“Where are you going?”
Judy was feeling pleased with herself. She removed the bread and told him not to waste good food. Then she answered his question.
“It sounds rather nice. Penny and I are to live with the family because-well, I rather gather the cook and butler put all their feet down and said they wouldn’t have us. There are two Miss Pilgrims and an invalid nephew, and the house is called Pilgrim’s Rest. The village is Holt St. Agnes, and-” She got no farther, because Frank rapped the table and said in the loudest voice she had ever heard him use,
“You can’t go there!”
Judy became Miss Elliot. Whilst remaining only just across the table from him, her lifted eyebrows and the expression of the eyes beneath them indicated that he had been relegated to a considerable distance. In a tone of suitable coolness she enquired,
“Why not?”
Frank wasn’t cool at all. The detached and indifferent manner which he affected no longer afforded him any protection. He looked very much taken aback as he said,
“Judy, you mustn’t. I say, don’t look at me like that! You can’t go there.”

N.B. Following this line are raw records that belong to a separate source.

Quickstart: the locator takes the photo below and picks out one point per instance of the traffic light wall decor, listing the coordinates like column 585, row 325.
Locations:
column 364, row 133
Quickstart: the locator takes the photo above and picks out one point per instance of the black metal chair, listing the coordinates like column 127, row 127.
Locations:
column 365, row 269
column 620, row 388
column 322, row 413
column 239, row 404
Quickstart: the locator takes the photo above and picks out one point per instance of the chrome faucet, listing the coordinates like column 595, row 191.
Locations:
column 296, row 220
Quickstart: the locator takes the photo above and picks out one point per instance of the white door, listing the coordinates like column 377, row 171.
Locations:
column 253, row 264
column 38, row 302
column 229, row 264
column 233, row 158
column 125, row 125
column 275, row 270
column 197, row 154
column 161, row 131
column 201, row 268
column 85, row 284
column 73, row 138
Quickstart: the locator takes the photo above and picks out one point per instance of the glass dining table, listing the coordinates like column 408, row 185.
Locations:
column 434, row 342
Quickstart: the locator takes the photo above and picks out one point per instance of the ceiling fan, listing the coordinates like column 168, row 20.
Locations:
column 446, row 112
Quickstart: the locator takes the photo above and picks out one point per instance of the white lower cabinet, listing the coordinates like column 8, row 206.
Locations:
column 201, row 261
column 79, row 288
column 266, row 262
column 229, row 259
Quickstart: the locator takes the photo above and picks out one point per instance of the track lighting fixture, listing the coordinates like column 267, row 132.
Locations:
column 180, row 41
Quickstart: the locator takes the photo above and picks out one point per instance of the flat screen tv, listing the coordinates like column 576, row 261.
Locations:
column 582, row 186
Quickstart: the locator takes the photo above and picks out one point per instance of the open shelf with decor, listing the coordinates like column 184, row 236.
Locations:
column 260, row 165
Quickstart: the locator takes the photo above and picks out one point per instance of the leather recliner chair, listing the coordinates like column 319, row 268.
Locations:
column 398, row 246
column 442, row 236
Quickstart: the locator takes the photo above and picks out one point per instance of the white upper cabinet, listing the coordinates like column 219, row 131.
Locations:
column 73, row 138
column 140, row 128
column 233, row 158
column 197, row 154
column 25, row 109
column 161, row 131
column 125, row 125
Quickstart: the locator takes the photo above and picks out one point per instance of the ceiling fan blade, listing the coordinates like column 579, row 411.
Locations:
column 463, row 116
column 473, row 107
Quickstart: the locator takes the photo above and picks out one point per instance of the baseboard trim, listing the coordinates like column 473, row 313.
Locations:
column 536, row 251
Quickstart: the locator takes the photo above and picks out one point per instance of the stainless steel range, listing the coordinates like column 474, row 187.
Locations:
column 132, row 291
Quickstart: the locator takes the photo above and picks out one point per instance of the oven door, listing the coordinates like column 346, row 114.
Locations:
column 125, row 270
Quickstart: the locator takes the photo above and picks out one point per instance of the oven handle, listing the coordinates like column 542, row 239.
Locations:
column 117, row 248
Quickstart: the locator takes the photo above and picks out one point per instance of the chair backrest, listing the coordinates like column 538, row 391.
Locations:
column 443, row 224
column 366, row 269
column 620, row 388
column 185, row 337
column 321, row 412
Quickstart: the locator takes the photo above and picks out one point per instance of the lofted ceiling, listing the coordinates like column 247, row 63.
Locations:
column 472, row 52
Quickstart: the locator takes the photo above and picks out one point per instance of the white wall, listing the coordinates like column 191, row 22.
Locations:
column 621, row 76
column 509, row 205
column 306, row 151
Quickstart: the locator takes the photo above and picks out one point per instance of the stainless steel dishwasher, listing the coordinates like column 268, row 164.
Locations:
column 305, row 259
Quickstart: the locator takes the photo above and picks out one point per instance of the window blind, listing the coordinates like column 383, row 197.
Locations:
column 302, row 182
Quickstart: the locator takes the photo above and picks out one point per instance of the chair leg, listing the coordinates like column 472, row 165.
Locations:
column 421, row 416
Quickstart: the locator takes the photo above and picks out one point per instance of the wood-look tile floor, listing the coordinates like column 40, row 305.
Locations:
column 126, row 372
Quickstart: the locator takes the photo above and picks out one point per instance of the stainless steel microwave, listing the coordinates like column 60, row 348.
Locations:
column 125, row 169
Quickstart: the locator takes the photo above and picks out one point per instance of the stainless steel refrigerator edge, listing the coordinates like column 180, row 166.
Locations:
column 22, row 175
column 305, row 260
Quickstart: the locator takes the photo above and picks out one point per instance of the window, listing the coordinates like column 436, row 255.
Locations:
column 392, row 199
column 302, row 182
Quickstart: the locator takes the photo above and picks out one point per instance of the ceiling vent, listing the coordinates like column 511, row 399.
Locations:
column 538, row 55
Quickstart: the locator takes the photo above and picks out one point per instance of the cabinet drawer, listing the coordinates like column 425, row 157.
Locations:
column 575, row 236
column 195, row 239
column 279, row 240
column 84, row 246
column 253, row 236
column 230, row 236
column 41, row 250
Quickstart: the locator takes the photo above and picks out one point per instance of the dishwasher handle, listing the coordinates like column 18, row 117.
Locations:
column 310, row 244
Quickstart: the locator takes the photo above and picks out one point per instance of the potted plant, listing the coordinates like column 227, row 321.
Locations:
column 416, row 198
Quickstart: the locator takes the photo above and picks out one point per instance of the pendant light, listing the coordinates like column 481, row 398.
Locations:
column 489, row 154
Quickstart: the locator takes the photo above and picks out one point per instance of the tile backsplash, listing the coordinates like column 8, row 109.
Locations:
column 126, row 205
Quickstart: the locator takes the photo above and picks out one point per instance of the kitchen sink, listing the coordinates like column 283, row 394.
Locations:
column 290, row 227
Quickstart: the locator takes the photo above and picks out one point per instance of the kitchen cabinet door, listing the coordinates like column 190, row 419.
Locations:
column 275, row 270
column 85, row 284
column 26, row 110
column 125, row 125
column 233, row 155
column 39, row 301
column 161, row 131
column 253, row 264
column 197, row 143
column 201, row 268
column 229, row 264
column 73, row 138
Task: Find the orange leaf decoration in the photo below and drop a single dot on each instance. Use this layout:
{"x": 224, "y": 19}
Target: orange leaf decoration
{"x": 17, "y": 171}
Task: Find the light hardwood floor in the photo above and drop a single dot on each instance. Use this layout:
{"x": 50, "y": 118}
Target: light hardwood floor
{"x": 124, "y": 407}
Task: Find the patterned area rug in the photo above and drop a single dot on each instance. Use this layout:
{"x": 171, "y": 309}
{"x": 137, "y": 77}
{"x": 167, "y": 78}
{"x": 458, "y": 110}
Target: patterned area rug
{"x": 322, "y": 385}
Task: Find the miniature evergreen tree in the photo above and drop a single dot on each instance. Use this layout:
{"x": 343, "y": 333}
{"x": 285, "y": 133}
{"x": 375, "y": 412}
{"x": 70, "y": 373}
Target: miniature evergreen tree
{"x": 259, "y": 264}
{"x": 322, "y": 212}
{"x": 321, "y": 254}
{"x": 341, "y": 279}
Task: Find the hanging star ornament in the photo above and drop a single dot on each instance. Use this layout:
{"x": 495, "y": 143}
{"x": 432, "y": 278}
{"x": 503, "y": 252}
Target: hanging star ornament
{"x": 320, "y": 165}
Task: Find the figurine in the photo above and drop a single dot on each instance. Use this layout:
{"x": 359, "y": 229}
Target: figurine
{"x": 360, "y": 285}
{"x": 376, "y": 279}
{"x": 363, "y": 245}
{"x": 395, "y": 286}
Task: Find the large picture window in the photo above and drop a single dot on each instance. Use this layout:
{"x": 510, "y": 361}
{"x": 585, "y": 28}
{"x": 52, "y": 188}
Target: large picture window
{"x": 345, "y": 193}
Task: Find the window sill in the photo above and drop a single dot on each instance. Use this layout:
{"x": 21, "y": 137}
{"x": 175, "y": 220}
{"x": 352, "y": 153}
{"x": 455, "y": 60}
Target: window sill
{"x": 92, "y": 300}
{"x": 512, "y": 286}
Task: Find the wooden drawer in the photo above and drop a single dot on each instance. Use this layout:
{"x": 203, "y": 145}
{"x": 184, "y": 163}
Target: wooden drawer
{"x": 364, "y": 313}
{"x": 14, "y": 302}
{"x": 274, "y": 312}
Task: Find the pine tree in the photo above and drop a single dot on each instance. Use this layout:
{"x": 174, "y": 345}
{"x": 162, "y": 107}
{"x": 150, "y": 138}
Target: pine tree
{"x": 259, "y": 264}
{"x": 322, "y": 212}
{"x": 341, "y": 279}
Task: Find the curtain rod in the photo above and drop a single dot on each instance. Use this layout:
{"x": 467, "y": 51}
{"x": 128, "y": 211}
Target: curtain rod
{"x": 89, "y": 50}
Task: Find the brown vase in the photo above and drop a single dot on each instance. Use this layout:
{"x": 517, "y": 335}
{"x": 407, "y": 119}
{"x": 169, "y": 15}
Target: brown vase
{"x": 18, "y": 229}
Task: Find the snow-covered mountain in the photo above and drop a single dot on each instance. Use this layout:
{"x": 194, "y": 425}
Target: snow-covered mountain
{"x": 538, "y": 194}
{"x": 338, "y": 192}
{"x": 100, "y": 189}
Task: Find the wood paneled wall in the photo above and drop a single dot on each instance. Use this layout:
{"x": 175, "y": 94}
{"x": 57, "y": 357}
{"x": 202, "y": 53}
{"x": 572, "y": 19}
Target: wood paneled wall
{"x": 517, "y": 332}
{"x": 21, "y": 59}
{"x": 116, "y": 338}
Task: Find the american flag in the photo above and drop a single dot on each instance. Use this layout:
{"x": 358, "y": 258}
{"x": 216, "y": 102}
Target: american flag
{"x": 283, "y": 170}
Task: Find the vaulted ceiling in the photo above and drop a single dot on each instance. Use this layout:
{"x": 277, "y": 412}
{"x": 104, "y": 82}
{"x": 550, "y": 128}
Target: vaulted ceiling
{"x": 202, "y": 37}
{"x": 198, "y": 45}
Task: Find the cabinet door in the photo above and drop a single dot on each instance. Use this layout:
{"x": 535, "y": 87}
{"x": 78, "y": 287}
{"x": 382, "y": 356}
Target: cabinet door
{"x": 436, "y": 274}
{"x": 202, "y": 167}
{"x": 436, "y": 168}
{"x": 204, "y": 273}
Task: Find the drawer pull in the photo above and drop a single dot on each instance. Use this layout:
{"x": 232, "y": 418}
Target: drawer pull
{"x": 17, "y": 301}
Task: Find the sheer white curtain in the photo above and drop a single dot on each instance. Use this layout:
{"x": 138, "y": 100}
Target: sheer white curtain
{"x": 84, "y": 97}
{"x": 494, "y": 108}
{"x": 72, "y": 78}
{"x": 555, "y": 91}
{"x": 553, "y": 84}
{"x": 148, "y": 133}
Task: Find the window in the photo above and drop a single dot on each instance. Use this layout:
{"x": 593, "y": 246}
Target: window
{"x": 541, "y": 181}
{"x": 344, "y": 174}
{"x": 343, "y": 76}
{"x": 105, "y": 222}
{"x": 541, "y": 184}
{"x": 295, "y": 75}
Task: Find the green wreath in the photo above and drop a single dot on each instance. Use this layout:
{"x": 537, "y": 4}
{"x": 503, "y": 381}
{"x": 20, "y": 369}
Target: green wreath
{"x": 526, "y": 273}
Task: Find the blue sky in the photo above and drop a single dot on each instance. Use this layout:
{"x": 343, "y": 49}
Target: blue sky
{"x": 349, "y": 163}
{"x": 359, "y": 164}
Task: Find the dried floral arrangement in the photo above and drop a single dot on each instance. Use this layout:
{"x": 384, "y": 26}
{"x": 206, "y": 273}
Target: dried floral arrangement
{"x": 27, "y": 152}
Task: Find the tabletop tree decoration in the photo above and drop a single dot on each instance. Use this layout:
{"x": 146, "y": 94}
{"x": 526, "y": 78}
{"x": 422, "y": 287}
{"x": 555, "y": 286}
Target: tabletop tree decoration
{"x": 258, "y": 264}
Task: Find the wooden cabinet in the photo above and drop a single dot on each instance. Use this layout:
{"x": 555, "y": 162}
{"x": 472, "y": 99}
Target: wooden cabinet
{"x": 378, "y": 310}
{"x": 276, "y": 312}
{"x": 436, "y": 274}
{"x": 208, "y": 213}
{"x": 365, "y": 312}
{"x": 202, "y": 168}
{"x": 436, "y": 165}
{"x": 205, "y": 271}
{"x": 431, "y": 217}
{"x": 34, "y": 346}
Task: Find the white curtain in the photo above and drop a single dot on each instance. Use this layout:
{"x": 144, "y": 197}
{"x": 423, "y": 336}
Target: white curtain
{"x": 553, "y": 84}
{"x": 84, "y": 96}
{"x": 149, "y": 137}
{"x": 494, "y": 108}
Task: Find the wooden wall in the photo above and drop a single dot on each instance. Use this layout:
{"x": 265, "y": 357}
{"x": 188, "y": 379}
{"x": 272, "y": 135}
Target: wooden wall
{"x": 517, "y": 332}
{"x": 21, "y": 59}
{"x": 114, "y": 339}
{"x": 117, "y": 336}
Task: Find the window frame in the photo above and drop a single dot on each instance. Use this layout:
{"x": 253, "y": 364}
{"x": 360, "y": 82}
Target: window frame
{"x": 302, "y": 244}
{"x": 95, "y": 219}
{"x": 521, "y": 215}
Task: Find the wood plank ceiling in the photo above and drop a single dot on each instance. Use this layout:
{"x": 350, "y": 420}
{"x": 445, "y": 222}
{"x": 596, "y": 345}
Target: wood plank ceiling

“Why can’t I? Is there anything wrong with the Miss Pilgrims? One of them came up to town to see me-I thought she was nice. Do you know them?”
He nodded.
“That would be Miss Columba. She’s all right-at least I suppose she is.” He ran a hand back over his hair and pulled himself together. “Look here, Judy, I’d like to talk to you about this. You know you always said I’d got more cousins than anyone you’d ever heard of, and I suppose I have. Well, one lot lives just outside Holt St. Agnes, and I’ve known the Pilgrims all my life. Roger and I were at school together.”
She said with a zip in her voice, “That probably wasn’t his fault.”
“Don’t be a fool! I’m serious. I want you to listen.